Véritable visionnaire qui sera parmi les premiers ébénistes néo-classiques, il nous livre ici un bureau inspiré des tables rognons, avec des pieds aux courbes encore Louis XV mais avec un plateau rectangulaire à la mode anglaise, qui préfigure le style Louis XVI.
Pour purifier la ligne, il n’utilise pas de traverse mais un plancher à retrait qui dissimule toute trace de maintien des tiroirs.
Les façades de ces derniers sont taillés dans la même planche d’acajou massif et leurs bordures sont à recouvrement pour accentuer la fluidité de l’ensemble.
Leleu excelle dans les finitions avec des coupes en onglet parfaites et des jointures et queues d’arondes millimétrées malgré un bois d’acajou massif particulièrement dur.
La variété des bois utilisés démontre une parfaite connaissance de l’ébénisterie et une ingéniosité dans la mise en oeuvre.
En effet notre ébéniste choisit uniquement les pièces de bois noble provenant du centre de la bille, la large planche monoxyle débité sur « faux quartier » pour offrir des ramages au plateau, puis le précieux quartier issu du coeur de l’arbre pour éclairer les cotés d’un acajou ronceux et la façade d’un acajou moucheté.
Comble du luxe, il utilise le même procédé pour les intérieurs de tiroirs qui reçoivent la partie noble et maillée d’un chêne rouge d’Amérique, dont la teinte rougeâtre se marie à merveille avec l acajou de la façade.

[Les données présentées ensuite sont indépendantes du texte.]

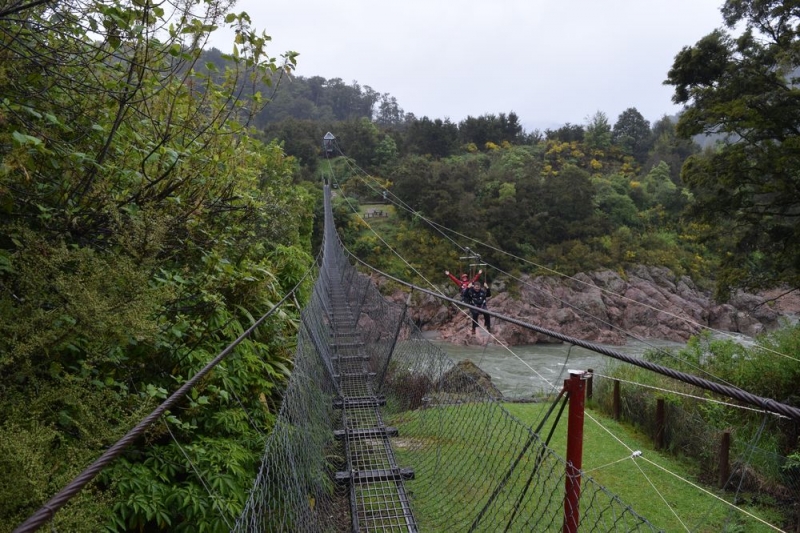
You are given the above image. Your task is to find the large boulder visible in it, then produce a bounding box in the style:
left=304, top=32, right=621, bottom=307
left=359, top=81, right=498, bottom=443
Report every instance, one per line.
left=409, top=266, right=800, bottom=345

Le choix de ce bois couteux d’importation n’est pas le fruit du hasard mais un choix délibéré confirmé par la présence d’un simple bois de chêne européen pour le reste du bâti.
L’ensemble de ces éléments ancrent notre bureau dans la production de luxe du célèbre ébéniste et constitue un véritable contre pied aux productions de son grand rival Riesener, ce qui lui permettra d’obtenir les commandes des plus grands collectionneurs comme les princes de Condé, le Duchesse de Bourgogne ou encore Mme Du Barry.
*Jean François Leleu (1729-1807) est un ébéniste français formé dans l'atelier de l’ébéniste du roi Jean François Œben, comme Riesener, dont il resta longtemps le rival. À la mort du maître en 1763, il espérait obtenir la direction de l'atelier ; mais, ayant été évincé par Riesener qui épousa la veuve, il se fit recevoir maître en 1764 et s'installa à son compte. Il est influencé par Œben, mais s'affirme bientôt comme le plus néo-classique des ébénistes de son époque, peut-être à cause des commandes qui lui sont faites par Mme du Barry, dont le pavillon de Louveciennes est un exemple du nouveau style. Il garde un goût pour les lignes austères, dépouillées, les décors de bronze en grecques ou frises de postes. Son style, moins flatteur que celui de Riesener, fut un peu éclipsé par celui de son rival, mais il n'en reçut pas moins de nombreuses commandes, en particulier des Condé (plusieurs meubles qui avaient appartenu aux princes de Condé sont conservés : commode du prince de Condé au Louvre, demi-commode de la duchesse de Bourbon au Petit Trianon). Mais le succès de Leleu fut durable, car, alors que le sort de Riesener était lié à celui de la monarchie et s'effondrait avec elle, l'atelier de Leleu, repris par son gendre Stadler, conservera une clientèle.